According to the 2017 Haitian Government Survey (2017), Catholics made up 52% of the population. Independent figures in 2020 put this at 65.9%.

In 2020, there were over 1,200 and almost 2,000 nuns serving 554 parishes in the country.

==Protestantism in Haiti==

Protestants in Haiti are a significant minority of the population. The 2015 CIA Factbook reports that around 16% of the population is Protestant (Baptist 10%, Pentecostal 4%, Adventist 1%, other 1%). A Haitian Government survey in 2017 noted that 52% of the population are Protestant. Figures from 2020 suggest that this is now at 19%.

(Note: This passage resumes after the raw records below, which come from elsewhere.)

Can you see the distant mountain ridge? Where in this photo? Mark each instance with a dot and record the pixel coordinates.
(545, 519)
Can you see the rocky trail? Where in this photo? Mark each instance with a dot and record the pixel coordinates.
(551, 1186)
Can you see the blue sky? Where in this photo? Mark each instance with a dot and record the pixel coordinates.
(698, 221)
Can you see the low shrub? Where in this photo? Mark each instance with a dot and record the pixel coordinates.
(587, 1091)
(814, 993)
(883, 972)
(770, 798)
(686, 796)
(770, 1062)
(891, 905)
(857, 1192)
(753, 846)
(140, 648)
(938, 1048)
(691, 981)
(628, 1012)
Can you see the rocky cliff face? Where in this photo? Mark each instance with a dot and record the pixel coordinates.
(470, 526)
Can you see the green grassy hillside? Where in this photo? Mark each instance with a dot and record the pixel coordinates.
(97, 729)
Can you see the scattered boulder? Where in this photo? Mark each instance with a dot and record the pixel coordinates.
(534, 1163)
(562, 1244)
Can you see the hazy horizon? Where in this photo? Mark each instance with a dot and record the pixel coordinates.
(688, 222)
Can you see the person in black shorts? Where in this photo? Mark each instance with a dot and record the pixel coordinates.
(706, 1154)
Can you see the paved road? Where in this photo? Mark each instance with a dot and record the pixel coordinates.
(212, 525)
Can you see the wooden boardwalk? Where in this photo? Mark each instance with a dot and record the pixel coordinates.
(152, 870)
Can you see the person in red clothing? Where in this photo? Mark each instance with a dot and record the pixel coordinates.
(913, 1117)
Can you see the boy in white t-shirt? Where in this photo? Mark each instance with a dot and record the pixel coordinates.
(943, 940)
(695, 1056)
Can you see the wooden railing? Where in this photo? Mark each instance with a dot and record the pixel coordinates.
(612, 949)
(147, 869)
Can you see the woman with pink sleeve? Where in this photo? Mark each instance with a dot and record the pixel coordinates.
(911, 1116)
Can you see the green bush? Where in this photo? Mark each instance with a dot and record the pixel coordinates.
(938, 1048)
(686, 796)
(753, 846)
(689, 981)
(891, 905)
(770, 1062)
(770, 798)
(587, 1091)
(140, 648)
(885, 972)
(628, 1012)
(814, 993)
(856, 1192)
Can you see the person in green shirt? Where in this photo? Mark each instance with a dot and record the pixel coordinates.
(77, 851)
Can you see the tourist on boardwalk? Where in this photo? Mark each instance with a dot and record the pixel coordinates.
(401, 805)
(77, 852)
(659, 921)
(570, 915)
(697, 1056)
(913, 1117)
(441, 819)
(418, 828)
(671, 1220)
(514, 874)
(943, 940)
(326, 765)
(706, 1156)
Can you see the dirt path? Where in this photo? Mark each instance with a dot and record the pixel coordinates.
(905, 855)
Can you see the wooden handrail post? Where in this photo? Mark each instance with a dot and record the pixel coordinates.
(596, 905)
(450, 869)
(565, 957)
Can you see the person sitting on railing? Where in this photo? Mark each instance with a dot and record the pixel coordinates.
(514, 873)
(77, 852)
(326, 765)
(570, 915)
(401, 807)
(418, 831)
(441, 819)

Protestant churches of significant size include the Assemblées de Dieu, the Convention Baptiste d'Haïti, the Seventh-day Adventists, the Church of God (Cleveland), the Church of the Nazarene and the Mission Evangelique Baptiste du Sud-Haiti.

Whereas a very small amount of Catholic Haitians combine their faith with aspects of Vodou, this practice is much more rare among Haitian Protestants, whose churches tend to strongly denounce Vodou as diabolical.

==Orthodoxy in Haiti==
Since the 1990's there has been an Orthodox mission in Haiti. It was originally founded by Fr. Gregory Williams of the Russian Orthodox Church Outside of Russia but has been since been under the administration of the Greek Orthodox Archdiocese of America. As of 2023, it operates three parishes and three schools with about 800 students enrolled.